My dad had an endless repertoire of stories. He did not take himself too seriously so in many of his stories he cast himself the fool. It was through his stories that he taught us about life. It was also how we came to know him. Little did we realize they would become his legacy.

Dad grew up during the depression in a dusty little town in West Texas. He went barefoot in the summer and put cardboard in the worn through soles of his shoes when it cooled down. I remember being bored and moping around one day and I asked him what in the world he could find to do in Big Spring, Texas when he was a kid.  He told me, “We’d hang out at the courthouse, chew tobacco and see who could spit the farthest. Or, I’d fight with Raymond Lee until Mama turned the hose on us. Now stop whining and go find something to do.”

My father flew the “hump” (over the Himalayas) during WWII. These pilots were little more than boys, a bit wild, and certainly daring.
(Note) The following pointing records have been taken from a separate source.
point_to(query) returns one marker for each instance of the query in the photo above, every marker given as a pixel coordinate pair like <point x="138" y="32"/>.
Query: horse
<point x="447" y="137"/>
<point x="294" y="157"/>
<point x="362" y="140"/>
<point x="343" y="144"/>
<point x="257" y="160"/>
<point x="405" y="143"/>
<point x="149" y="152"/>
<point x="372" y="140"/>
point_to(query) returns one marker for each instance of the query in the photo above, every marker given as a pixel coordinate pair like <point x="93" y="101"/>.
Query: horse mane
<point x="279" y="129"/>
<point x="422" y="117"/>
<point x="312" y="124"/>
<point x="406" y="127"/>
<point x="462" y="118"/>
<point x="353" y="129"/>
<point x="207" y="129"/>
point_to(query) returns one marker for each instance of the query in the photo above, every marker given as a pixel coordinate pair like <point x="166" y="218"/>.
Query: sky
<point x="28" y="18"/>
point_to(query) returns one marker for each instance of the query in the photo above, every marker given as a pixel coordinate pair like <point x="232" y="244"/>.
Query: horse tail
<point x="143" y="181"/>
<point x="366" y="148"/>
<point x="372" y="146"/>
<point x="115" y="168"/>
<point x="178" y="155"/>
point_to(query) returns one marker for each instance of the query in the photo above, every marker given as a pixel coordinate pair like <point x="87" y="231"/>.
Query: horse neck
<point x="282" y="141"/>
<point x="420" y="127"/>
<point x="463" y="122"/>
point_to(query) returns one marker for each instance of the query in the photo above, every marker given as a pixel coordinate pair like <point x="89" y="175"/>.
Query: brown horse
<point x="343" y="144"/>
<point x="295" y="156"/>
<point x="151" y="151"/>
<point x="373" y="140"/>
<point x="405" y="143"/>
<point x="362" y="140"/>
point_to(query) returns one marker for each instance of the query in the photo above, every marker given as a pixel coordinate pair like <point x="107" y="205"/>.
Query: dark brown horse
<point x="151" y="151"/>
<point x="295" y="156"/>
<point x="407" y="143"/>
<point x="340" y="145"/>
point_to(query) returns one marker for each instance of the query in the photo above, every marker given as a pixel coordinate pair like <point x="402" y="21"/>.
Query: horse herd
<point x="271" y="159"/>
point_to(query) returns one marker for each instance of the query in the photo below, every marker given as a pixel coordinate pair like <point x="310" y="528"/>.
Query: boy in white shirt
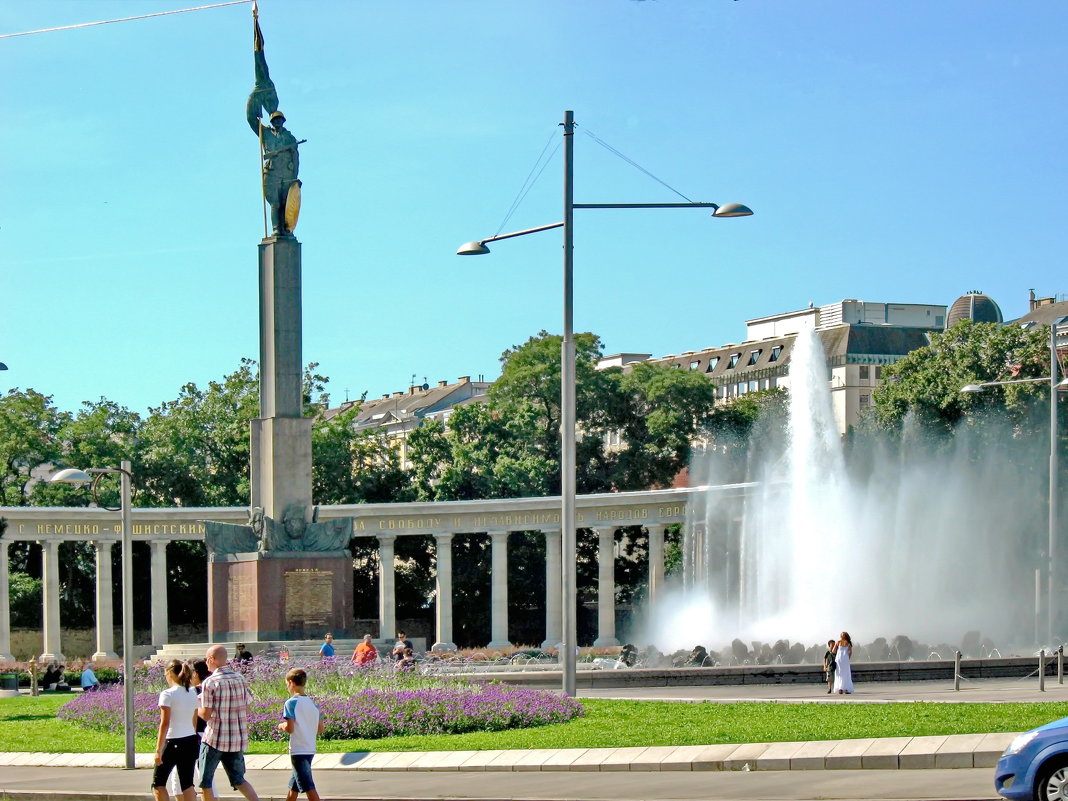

They traded eggs for extra gasoline and flew their beer around at high altitudes to chill it. One night a group of them were rounded up by the police in China and handcuffed to a flag pole for being drunk and disorderly. Their commanding officer was called in and after reaming them out told them to all report to his office the next morning at 0900. The pilots all just looked at each other until finally one piped up asking, “Sir, what about those of us who are scheduled to fly at 0700?”

When dad got out of the service he went to college on the GI bill. He was a graduate of the University of Texas and told “Aggie ” (Texas A&M) jokes all his life. He surprised me a few years ago when we were driving through Texas together and he told me he would have preferred to go to A&M. “Why didn’t you,” I asked?  Good old realistic Dad answered “Because I could get a ride to Austin with a buddy and I didn’t have any way to get to A&M.”

Dad traveled all over the world for his job and as the years went on he found it harder and harder to sleep on the plane. On one especially grueling trip he was determined to get some sleep , as he put it,”come hell or high water”. His solution was to hit the airport bar. It worked. He drank two Black Russians, fell asleep in the terminal and missed his plane.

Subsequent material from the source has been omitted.